Whistleblower Thabiso Zulu. The SAHRC says it will try to get him state protection.
Whistleblower Thabiso Zulu. The SAHRC says it will try to get him state protection.
Image: Supplied

The SA Human Rights Commission (SAHRC) said on Wednesday it had decided to provide legal assistance to Thabiso Zulu, whistle-blower and close friend of slain ANC Youth League leader Sindiso Magaqa.

Zulu, who testified at the Moerane Commission into political killings in the ANC in 2018, narrowly escaped a gun attack in Pietermaritzburg after being shot and wounded in October 2019.

Zulu discharged himself from hospital and went into hiding after the incident.

The commission was approached by Zulu, seeking protection and his rights to freedom and security.

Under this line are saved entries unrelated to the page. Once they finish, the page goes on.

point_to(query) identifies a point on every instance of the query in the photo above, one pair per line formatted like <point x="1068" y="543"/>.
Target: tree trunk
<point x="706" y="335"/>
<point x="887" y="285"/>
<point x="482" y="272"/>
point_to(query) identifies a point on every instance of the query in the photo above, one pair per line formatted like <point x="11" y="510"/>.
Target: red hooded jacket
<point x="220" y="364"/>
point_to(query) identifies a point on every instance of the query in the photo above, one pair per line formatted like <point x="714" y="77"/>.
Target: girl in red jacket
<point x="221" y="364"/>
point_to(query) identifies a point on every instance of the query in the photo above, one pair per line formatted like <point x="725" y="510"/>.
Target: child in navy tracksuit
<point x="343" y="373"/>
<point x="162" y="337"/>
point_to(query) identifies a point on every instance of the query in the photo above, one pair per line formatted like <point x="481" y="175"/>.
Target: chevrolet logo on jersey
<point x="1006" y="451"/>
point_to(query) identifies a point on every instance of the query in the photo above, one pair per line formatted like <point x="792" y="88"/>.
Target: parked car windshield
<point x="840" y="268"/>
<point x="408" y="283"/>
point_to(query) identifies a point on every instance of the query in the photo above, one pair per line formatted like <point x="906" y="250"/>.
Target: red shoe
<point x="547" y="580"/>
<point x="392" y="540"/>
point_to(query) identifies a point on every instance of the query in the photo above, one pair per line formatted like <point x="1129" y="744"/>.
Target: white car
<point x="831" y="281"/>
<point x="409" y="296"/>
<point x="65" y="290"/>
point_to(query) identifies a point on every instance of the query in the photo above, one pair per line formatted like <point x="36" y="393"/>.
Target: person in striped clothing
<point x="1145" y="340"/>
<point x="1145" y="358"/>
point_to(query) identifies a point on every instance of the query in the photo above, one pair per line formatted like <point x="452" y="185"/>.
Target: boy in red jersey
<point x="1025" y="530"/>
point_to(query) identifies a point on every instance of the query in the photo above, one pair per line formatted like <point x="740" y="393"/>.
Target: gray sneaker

It will assist him by engaging with the National Prosecuting Authority (NPA) for witness protection.

“The engagement process will take place pending the outcome of the review application which was brought by the president and minister of police against the report of the public protector, requesting the police to provide protection to Mr Zulu.

“The commission will further provide assistance to Mr Zulu in the review application,” it said.

The public protector found in an August 2018 report that police minister Bheki Cele's and the police's failure to protect Zulu and Les Stuta — who blew the whistle on corruption they claimed was behind the murder of Magaqa — could have resulted in the assassination of the two men.

The commission said in view of the challenges Zulu faced by not being provided with protection, the commission remained deeply concerned by the attempt on his life in October 2019, when he was attempting to gain protection.

“This attempt on his life occurred after the public protector’s report, yet there is no finality on the provision of his protection to date,” it said.

“The commission views Mr Zulu’s matter as one of extreme urgency and is further concerned that to date there has been no protection provided.”

The commission said Zulu’s matter fell within the ambit of its mandate to promote respect for, observance of, and protection of, human rights for everyone, without fear or favour.

It said despite confusion and disputes over which state entity should provide Zulu with protection, the constitution clearly obliged the state to protect his right to life and freedom and security.